Seules les dernières minutes de sa dernière audience avec la Reine la laisse sans voix et ça, c’est un tour de force !
Margaret
C’est une Margaret fatiguée, malade, déprimée mais curieusement apaisée que l’on retrouve. Et puis surtout, c’est sa clairvoyance qui ravie. Elle a beau taquiner plus que de raison la bouteille, elle est bien la seule à voir avant tout le monde (et surement de part son propre passé) que le mariage de Diana et de Charles est une colossale erreur qui fera souffrir les deux parties et tirera la jeune Spencer au fond du gouffre.
Mais comme elle aime à le dire, elle n’est que la seconde, elle ne peut rien faire, elle n’a aucune pouvoir. Même son île Moustique, les balades sur la plage et les fêtes entre amis ne lui remonteront pas le moral.
En revanche, la découverte de l’enfermement passé sous silence par sa mère de ses cousines parce qu’elles souffrent de déficience mentale l’amène d’une part à se poser des question sur sa propre dépression et achève de lui donner une terrible image de la famille Windsor où les apparences ont toujours plus de poids que l’humain.
Camilla Parker-Bowles
Et si Camilla n’était pas la méchante sorcière qu’on a bien voulu nous faire croire ?! Alors certes niveau moralité, on repassera ! Désormais mariée à Andrew Parker-Bowles (qui la trompe à tour de bras) et mère, elle continue d’entretenir avec Charles une relation fusionnelle qui n’échappe à personne, même à Diana dès la veille de son mariage.
Mais Camilla ne jouera finalement jamais double jeu. Elle est plus ennuyée qu’autre chose par la situation et ne souhaite finalement pas vraiment que cela change bien consciente qu’elle perdra fatalement face à Diana. Personne n’aime les maîtresses même quand elles sont le grand et le seul vrai amour de l’autre.

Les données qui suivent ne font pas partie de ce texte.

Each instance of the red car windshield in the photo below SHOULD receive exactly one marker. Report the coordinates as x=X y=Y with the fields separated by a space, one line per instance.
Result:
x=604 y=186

Comme Charles et comme Diana, Camilla est victime du système de la monarchie dont la Reine est la garante. Et elle a raison de dire qu’on ne lui pardonnera jamais d’avoir été l’autre femme même si elle était a bonne.
A l’instar de Margaret, Camilla est sans doute le personnage qui a le plus de recul sur la situation.
Anne et la Reine Mère
Comme son frère Charles, Anne connaît un passage à vide dans son mariage avec Mark Philips, une union qui ne fonctionne plus. Anne reste la jeune femme bad-ass et sarcastique qu’elle a toujours été (à se demander si elle n’a pas été adoptée !) mais les années ont passé, elle est épouse, elle est mère et elle ne brille plus autant qu’avant. Surtout auprès de la presse qui lui préfère la jeunesse de Diana et qui préfère retenir ses soucis de cavalière plus aussi émérite qu’autrefois.
Pour autant, Anne est plus ancrée qu’autrefois dans la famille, toujours très proche de son père, soutien de son frère et informatrice émérite de sa mère quand il s’agit d’en savoir plus sur le mariage de son aîné avec Diana.
Et le prix de la meilleure plante verte revient à Elizabeth 1ère ! Non, cette saison, en dehors d’une discussion animée avec Margaret sur une énième magouille de la famille pour planquer des membres mentalement déficients, la Reine Mère fait juste tapisserie. Et c’est encore comme ça qu’on la préfère : insignifiante plutôt que méchante.